Elections: How to share your disagreements with a loved one without giving up on the relationship?
Elections: How to share your disagreements with a loved one without giving up on the relationship?

On June 30 and July 7, the French are called to the polls to elect the deputies who will represent them in the National Assembly, freshly dissolved by Emmanuel Macron. While France is at a turning point in its history, with the threat of the far right at the gates of power, certain conversations can particularly strain the relationships we have with those around us. Survival guide.

In an article published on June 25, 2024, the British edition of the magazine Grazia provides advice on how best to navigate the heated conversations that punctuate our daily lives in these times of political instability. “It used to be common for two people in a marriage to vote differently; today, we even find it difficult to put our friendships above political divisions” notes the magazine.

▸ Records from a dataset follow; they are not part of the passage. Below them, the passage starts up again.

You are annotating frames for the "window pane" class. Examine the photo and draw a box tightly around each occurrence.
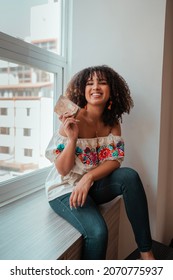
[0,60,54,181]
[0,0,62,54]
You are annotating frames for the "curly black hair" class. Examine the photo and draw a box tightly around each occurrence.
[65,65,133,126]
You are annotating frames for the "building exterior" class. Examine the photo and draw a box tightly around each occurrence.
[0,0,60,181]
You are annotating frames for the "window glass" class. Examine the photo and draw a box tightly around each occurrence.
[0,0,62,54]
[0,60,54,182]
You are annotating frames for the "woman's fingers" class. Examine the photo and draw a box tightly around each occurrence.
[70,190,87,208]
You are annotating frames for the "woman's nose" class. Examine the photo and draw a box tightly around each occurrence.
[93,81,100,89]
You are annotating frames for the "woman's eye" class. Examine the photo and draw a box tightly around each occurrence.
[86,81,93,86]
[99,80,107,85]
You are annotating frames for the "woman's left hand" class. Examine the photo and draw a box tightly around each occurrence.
[70,174,93,208]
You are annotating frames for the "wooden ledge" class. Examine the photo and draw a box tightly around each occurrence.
[0,189,120,260]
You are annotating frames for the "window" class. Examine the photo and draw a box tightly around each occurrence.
[0,108,7,116]
[0,146,10,154]
[0,0,68,205]
[23,128,31,136]
[26,108,31,117]
[24,149,32,157]
[0,127,10,135]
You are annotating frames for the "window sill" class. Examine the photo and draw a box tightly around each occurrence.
[0,189,120,260]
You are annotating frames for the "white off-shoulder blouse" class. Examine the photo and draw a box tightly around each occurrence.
[45,132,124,201]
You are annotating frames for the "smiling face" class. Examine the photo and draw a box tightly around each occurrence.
[85,73,110,106]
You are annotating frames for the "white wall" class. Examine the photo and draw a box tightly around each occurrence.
[70,0,169,255]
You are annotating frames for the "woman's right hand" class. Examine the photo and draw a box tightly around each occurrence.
[59,112,79,140]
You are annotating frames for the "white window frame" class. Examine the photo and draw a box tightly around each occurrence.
[0,0,69,206]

Indeed, there are those people whom we love deeply and with whom we have shared many things for a long time, but with whom we know that if we met them for the first time today, we would perhaps not become not friends. Either because we grew up in too different directions, or because our opinions today diverge too much. Societal crises, like the one we are experiencing today, have the unfortunate tendency to reveal these divisions, and sometimes to widen the gaps that were already visible. But, sometimes, we don’t want to say goodbye to that college friend, with whom we had a long time, or that cousin who was particularly present during our breakup. So, how can we manage conversations healthily without them turning into dead ends, or worse, confusion?

No discussion is perfect

The first step to a healthy conversation is accepting that it probably won’t be perfect. If you are the type to think back 10 years later, in the shower, on this argument that you should have formulated better, be kind to yourself. As recalled Graziaif you leave saying to yourself “I haven’t changed my mind, but I now understand another point of view”that’s already a great success in itself.

A conversation is not a sports match

The idea is not to count points, but to show curiosity. Instead of shouting an idea or talking over the other person, let them express themselves. When it’s your turn, question him, and get him to understand your point of view or to trace his own (sometimes to deconstruct it educationally): “What do you mean by that? » or “How did you come to this thought?” “. If he won’t let you talk, or refuses to listen to you, politely say that you took the time to listen to him and would therefore like him to listen in turn.

Never raise your voice

This is the basis of nonviolent communication. Needless to say, when we want to be listened to, there is no point in yelling at others, even when they annoy us. It’s not for nothing that some teachers lower their voices in class to force their students to pay attention…

Listen twice as much as you speak

As the British magazine keeps reminding us, the key to a constructive conversation is listening to others. This involves not looking at your phone, remaining focused, maintaining eye contact, and using verbal affirmations such as “I see” or “I understand” to signal to the other person that they are engaged in the discussion. “In times of conflict, listening is both your armor and your weapon, because it helps you identify the real problem and resolve it”estimates the magazine.

Facts will always carry more weight than emotions

Facts, facts, facts. We remain calm, we breathe, we cite our sources, and figures if we have them available. There is no point playing into the hands of those whose sole objective is to provoke!